IN-LIFE PROCEDURES, OBSERVATIONS AND MEASUREMENTS
- Mortality/Moribundity: The animals were observed for general health/mortality and moribundity twice daily, once in the morning and afternoon, throughout the study.
- Detailed clinical observations: The animals were removed from the cage and examined in detail before dosing on Day 0.
- Dermal observations: The test sites of each main study animal were graded for irritation at approximately 24 hours and 48 hours after chamber application (induction) or 24 hours and 48 hours after chamber removal
(challenge, rechallenge, second rechallenge, and third rechallenge) using the Macroscopic Dermal Grading System in Appendix 5 (attached) according to Buehler.
- Body weights: Each main study animal was weighed on the day prior to the first induction (Day -1) and on the day prior to challenge dosing, the day prior to the rechallenge dosing, the day prior to the second rechallenge dosing, and the day prior to the third rechallenge dosing for the appropriate test and challenge control animals.
- Scheduled euthanasia: Following the third rechallenge phase 48-hour scoring interval, all main study animals were euthanized by carbon dioxide inhalation and discarded.

COMPUTERISED SYSTEMS
- Critical computerized systems used in the study are listed in the table attached.
- All computerized systems used in the conduct of the study have been validated; when a particular system has not satisfied all requirements, appropriate administrative and procedural controls were implemented to assure the quality and integrity of data.

STATISTICAL ANALYSIS
- The sensitization potential of the test substance was based on the dermal responses observed on
the test and control animals at challenge, rechallenge, second rechallenge, and third rechallenge.
- Generally, dermal scores of ≥ 1 in the test animals with scores of 0 to ± noted in the controls were considered indicative of sensitisation.
- Dermal scores of 1 in both the test and control animals were generally considered equivocal unless a higher dermal response (≥ grade 2) was noted in the test animals.
- Group mean dermal scores were calculated for challenge and rechallenge.
- A response of at least 15% in a nonadjuvant test was expected for a mild to moderate sensitiser in this study design.

Challenge controls:

5 males and 5 females

Positive control substance(s):

yes

Remarks:

HCA in ethanol (5.0 % w/v); HCA in acetone (2.5 % w/v); HCA in acetone (1.0 % w/v)

Positive control results:

POSITIVE CONTROL RESULTS
- Following challenge with 2.5% w/v HCA in acetone, a dermal score of 1 was noted in 1/10 HCA test animals at the 24-hour scoring interval and in 0/10 at the 48-hour scoring interval.
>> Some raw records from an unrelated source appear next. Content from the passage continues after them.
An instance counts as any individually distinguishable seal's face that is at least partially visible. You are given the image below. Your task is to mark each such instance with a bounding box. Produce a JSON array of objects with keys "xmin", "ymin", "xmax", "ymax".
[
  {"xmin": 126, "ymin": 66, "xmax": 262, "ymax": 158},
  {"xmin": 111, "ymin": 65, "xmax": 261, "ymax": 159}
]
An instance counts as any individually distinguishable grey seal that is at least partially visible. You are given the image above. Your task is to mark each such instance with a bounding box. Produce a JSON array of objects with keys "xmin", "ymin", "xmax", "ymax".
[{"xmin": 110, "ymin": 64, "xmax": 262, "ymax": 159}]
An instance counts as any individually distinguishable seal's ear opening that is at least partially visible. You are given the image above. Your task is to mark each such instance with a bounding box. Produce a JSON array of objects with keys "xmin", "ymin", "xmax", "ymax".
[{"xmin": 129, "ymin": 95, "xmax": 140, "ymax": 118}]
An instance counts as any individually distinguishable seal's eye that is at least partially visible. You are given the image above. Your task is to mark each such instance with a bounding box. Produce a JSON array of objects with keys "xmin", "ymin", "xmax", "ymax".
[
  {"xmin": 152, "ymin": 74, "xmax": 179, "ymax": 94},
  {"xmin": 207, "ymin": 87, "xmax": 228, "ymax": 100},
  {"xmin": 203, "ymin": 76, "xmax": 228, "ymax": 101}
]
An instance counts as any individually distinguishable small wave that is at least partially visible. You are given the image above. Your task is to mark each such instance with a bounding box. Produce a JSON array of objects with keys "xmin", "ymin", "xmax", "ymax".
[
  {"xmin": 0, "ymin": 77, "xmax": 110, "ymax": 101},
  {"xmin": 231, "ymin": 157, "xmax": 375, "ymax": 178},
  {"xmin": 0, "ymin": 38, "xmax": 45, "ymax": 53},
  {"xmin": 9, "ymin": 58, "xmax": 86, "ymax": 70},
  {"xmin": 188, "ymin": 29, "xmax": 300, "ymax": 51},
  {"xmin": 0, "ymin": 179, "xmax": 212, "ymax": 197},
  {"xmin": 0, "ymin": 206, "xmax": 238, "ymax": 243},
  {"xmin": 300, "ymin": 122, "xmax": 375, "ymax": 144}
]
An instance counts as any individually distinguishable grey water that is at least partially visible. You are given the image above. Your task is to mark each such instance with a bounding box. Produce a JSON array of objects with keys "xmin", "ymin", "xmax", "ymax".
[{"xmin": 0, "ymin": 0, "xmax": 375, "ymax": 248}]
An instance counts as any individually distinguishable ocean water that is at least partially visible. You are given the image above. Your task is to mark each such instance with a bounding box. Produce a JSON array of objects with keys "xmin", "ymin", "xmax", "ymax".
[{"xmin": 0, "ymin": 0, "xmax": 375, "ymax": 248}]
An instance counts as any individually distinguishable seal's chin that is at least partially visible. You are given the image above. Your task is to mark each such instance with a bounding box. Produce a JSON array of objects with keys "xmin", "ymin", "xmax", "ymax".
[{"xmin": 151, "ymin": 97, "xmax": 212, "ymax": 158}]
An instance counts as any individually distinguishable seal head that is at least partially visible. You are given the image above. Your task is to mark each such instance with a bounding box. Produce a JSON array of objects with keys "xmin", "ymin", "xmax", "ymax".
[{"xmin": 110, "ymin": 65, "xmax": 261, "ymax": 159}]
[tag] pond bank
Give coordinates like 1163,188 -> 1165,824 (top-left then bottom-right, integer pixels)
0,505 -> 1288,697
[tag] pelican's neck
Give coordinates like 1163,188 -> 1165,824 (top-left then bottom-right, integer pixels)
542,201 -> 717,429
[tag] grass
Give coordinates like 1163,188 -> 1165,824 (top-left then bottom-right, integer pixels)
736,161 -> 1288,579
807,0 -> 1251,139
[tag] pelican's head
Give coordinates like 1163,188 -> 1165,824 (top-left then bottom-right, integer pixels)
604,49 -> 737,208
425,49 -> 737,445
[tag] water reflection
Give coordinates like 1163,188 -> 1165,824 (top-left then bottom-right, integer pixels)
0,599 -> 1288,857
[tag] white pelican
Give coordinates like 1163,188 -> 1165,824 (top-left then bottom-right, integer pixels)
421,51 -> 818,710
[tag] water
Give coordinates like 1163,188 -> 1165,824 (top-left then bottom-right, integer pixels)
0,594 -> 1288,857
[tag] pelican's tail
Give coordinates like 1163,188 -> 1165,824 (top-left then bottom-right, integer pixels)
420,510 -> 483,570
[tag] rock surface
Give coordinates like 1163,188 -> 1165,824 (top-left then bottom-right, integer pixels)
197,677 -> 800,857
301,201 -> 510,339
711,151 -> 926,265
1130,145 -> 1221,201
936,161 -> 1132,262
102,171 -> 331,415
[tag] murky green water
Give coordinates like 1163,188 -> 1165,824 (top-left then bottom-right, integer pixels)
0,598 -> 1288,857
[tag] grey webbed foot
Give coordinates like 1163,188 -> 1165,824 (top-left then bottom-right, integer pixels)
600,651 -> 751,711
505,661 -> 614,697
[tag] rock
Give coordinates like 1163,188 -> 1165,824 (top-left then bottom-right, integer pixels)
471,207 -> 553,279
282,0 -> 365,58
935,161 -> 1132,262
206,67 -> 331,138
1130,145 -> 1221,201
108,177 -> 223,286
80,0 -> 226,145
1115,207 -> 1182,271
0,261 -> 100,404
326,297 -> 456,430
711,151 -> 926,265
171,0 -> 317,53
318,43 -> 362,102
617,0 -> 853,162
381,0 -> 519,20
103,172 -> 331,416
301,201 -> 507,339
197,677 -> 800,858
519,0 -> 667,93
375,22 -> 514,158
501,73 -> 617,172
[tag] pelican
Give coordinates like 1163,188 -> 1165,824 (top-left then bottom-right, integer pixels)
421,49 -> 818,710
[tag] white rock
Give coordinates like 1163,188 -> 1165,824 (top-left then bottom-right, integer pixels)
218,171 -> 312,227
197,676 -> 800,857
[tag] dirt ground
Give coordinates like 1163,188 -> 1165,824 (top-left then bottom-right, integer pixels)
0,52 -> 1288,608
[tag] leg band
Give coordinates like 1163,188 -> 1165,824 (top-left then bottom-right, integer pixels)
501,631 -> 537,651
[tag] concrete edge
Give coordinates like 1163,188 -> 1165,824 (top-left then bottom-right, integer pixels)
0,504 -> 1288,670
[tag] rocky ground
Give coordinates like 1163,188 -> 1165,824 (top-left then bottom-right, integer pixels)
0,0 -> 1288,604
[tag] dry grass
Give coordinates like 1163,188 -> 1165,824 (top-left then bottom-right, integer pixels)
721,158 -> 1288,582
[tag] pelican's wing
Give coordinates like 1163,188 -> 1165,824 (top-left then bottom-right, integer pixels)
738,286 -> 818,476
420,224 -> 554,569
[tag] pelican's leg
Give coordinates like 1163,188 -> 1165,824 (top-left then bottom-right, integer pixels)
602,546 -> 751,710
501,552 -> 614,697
Dermal reactions in the HCA control animals were limited to a ± score for 1/10 animals at the 48-hour scoring interval. Group mean dermal scores were higher in the HCA test animals (0.3 and 0.1) compared to the HCA control animals (0.0).
- Following challenge with 1.0% w/v HCA in acetone, dermal scores were limited to a ± score for 1/10 animals at the 24-hour scoring interval and 3/10 animals at the 48-hour scoring interval. Dermal reactions in the HCA control animals consisted of scores of ± for 2/10 and a score of 1 for 1/10 animals at the 24-hour scoring interval with scores of 0 for all 10 animals at the 48-hour scoring interval. Group mean dermal scores were higher in the HCA control vs. test animals (0.2 vs. 0.0, respectively) at the 24-hour interval and were higher in the HCA test vs.
control animals at the 48-hour scoring interval (0.2 vs. 0.0, respectively).
- The exact details are unknown, but it was considered that the lack of response in the nonadjuvant test was attributed to the HCA material itself; therefore, following consultation with the Sponsor, the Testing Facility’s HCA historical control data from the last 6 months was included and served as the positive control reference for this study.

Reading:

1st reading

Hours after challenge:

24

Group:

test chemical

Dose level:

25 % test item

No. with + reactions:

7

Total no. in group:

20

Clinical observations:

Group mean dermal score 0.5 at 24 hours

Remarks on result:

other: dermal scores of 1 or 2

Reading:

2nd reading

Hours after challenge:

48

Group:

test chemical

Dose level:

25 % test item

No. with + reactions:

3

Total no. in group:

20

Clinical observations:

Group mean dermal score 0.3 at 48 hours

Remarks on result:

other: dermal scores of 1

Reading:

rechallenge

Hours after challenge:

24

Group:

test chemical

Dose level:

12.5 % test item

No. with + reactions:

7

Total no. in group:

20

Clinical observations:

Group mean dermal score 0.8 at 24 hours

Remarks on result:

other: dermal scores of 1 or 2 (site was not naïve)

Reading:

rechallenge

Hours after challenge:

48

Group:

test chemical

Dose level:

12.5 % test item

No. with + reactions:

9

Total no. in group:

20

Clinical observations:

Group mean dermal score 1.0 at 48 hours

Remarks on result:

other: dermal scores of 1, 2, 3 or maximised erythema (site was not naïve)

Reading:

other: second rechallenge

Hours after challenge:

24

Group:

test chemical

Dose level:

12.5 % test item

No. with + reactions:

2

Total no. in group:

20

Clinical observations:

Group mean dermal score 0.5 at 24 hours

Remarks on result:

other: dermal scores of 1

Reading:

other: second rechallenge

Hours after challenge:

48

Group:

test chemical

Dose level:

12.5 % test item

No. with + reactions:

1

Total no. in group:

20

Clinical observations:

Group mean score 0.4 at 48 hours

Remarks on result:

other: dermal score of 1

Reading:

other: third rechallenge

Hours after challenge:

24

Group:

test chemical

Dose level:

5.0 % test item

No. with + reactions:

1

Total no. in group:

20

Clinical observations:

Group mean score 0.3 at 24 hours

Remarks on result:

other: dermal score of 1

Reading:

other: third rechallenge

Hours after challenge:

48

Group:

test chemical

Dose level:

5.0 % test item

No. with + reactions:

0

Total no. in group:

20

Clinical observations:

Group mean score 0.1 at 48 hours

Remarks on result:

other: dermal irritation limited to ±

MORTALITY

-No mortality occurred during the study.

CLINICAL OBSERVATIONS

- Clinical observations during the study were limited to yellow fur staining of the abdominal or urogenital areas on Day 0 (prior to dose administration) and red pinna skin on Day 0 or Day 49.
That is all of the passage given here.